Aim: Analysis of monoclonal antibodies (mAbs) using HLA single antigen beads (SABs) reveals that some specificity profiles are concentration dependent. The inclusion or exclusion of weaker mean fluorescence intensities (MFIs) could impact the prediction outcome of a functional epitope which was termed based on assumption that it interacts with Ab heavy chain CDR3 and determines specificity, but such a definition still awaits confirmation based on structural information. Weak MFI from SAB assay was often interpreted to be high background, false positive and/or against denatured antigen (Ag). To elucidate whether the weaker MFIs also reflect specific Ag-Ab interactions, mutagenesis study comparing signal shifts of engineered variants (EVs) vs. wild types was performed.
Methods: Twelve HLA-DQ mAbs developed by Leiden University Medical Center were serially diluted and tested on LABScreenTM SAB panels to reveal if and which MFIs can be differentially diluted out. Functional epitope analyses were performed using both HLAMatchmaker and AminoAcid modules in HLA Fusion software. The predicted residues were further examined in sequence alignments and pHLA3D molecular models. Residues likely involved in binding were mutated and the Ags expressed on cell surface. Flow cytometry of these cells was used to discern which residues are critical. To quantify, mutated residue(s) that causes > 95% loss of function while maintaining expression is defined as a “functional epitope”.
Results: Concentration-dependent specificity profiles were observed for 9 out of the 12 mAbs. The weaker MFIs had to be included in some cases but excluded in others to reach satisfactory predictions consistent with mutagenesis results. Surprisingly, in one case, 2 separate functional epitopes were predicted based on 2 sets of specificity profiles and both matched the experimental results. Confirmation of these observations are on-going.
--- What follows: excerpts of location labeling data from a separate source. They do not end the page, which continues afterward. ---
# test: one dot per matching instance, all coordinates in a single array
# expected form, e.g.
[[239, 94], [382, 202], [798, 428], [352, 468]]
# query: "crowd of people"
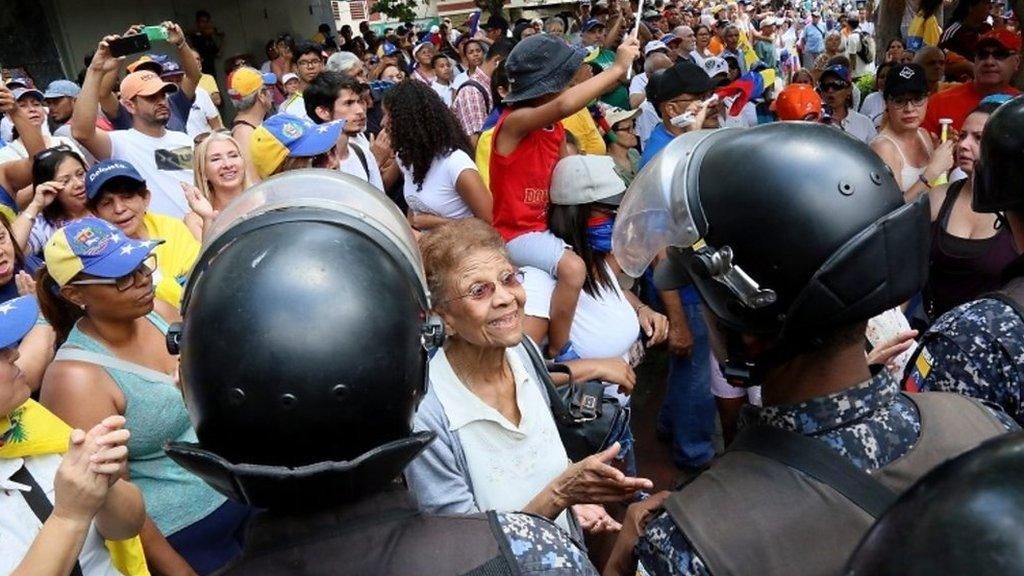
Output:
[[574, 190]]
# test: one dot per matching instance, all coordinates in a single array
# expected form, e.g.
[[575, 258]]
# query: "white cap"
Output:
[[586, 179], [652, 46]]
Conclusion: To better predict functional epitopes, our data so far suggest weaker signals should be excluded if there are strong signals from the same or a closely related evolutionary group, but included if the strong signals are from a distinct evolutionary group. Site-directed mutagenesis provides a spot view on whether the predicted residues are critical in Ab binding. These experimental data in turn provide clues on how to better the predictions based on specificity profiles.